経営的見方、考え方大切に 札幌市教委 3年度教育方針説明会
(札幌市 2021-03-10付)

札幌市教委教育長道都市教委連会長長谷川雅英
札幌市教委・長谷川雅英教育長

 札幌市教委は8日、令和3年度教育方針説明会を書面開催した。市立幼稚園、学校の園長・校長などに対して通知を発出。長谷川雅英教育長と檜田英樹教育次長のあいさつを動画で配信したほか、各部の所管事項の説明資料を配布した。長谷川教育長は、学校職員の不祥事防止を強調するとともに、働き方改革について、経営的なものの見方、考え方を大切にするよう求めた。
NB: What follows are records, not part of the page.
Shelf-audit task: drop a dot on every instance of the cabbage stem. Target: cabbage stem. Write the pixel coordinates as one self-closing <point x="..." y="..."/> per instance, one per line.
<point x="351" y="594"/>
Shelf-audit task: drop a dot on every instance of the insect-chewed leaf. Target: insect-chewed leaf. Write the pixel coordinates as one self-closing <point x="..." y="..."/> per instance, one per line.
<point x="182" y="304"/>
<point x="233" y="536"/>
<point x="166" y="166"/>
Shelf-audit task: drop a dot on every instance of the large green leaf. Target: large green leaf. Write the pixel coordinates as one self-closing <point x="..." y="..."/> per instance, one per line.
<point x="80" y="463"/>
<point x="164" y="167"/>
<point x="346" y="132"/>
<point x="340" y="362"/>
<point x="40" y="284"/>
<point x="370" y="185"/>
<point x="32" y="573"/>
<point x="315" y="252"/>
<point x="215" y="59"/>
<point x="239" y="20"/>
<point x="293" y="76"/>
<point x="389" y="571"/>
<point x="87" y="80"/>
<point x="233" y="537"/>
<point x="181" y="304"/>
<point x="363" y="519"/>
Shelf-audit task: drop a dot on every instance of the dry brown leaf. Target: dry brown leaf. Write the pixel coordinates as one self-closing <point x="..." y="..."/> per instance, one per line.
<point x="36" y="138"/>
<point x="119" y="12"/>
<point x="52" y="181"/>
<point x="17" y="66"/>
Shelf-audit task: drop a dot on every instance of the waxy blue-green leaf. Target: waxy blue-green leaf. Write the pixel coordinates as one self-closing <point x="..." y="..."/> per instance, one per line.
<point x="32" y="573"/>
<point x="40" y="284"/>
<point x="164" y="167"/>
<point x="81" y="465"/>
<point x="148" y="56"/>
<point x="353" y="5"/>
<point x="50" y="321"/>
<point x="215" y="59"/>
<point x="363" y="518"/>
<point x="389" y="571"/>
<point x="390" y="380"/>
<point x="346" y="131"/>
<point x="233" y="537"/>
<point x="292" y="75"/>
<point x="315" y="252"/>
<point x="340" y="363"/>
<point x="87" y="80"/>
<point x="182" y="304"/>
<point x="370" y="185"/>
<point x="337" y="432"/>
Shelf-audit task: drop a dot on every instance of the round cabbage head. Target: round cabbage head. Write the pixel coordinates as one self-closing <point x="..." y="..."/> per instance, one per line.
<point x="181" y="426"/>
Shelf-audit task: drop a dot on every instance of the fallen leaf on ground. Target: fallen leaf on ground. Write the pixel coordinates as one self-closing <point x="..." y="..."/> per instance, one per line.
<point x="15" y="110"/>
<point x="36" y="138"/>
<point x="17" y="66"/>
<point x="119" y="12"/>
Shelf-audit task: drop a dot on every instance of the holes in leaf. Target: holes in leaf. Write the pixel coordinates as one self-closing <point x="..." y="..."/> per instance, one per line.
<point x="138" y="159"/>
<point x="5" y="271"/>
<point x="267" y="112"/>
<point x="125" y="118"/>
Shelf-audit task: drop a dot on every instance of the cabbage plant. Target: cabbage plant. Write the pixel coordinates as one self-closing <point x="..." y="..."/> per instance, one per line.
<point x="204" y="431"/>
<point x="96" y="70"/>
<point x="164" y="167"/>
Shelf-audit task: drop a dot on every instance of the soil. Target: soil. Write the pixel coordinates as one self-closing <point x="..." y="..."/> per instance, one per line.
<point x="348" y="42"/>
 長谷川教育長および檜田教育次長のあいさつ概要はつぎのとおり。

【長谷川教育長】

▼学校職員の不祥事

 ことしに入ってから、酒気帯び運転や覚せい剤の所持、そして生徒に対するわいせつ行為など、不祥事が相次いで起こっている。まさに、札幌市の教育に対する信頼が危機に瀕している。日々、子どもたちや保護者、地域と身近に接している園長や校長においては、さらに強い危機感をもっていることと思う。

 失った信頼の回復に向けて、市教委と学校が一丸となり、何としてもこの危機を乗り越えていかなければならない。

 「自分たちの職場から不祥事を起こす職員を絶対に出さない」という強い気持ちをもっていると思うが、何をしていかなくてはならないのか、何が足りなかったのか一緒に考え、行動していこう。

▼働き方改革の推進

 市教委において、6月に学校における働き方改革に向けた指針を策定し、業務改善の方向性を示した。

 その後、市教委内に私の直轄のプロジェクトとして「教育課程」「業務効率」「学校施設」の3つのワーキンググループを編成。具体的な検討を行うなど、長時間勤務解消に向けた取組を進めてきた。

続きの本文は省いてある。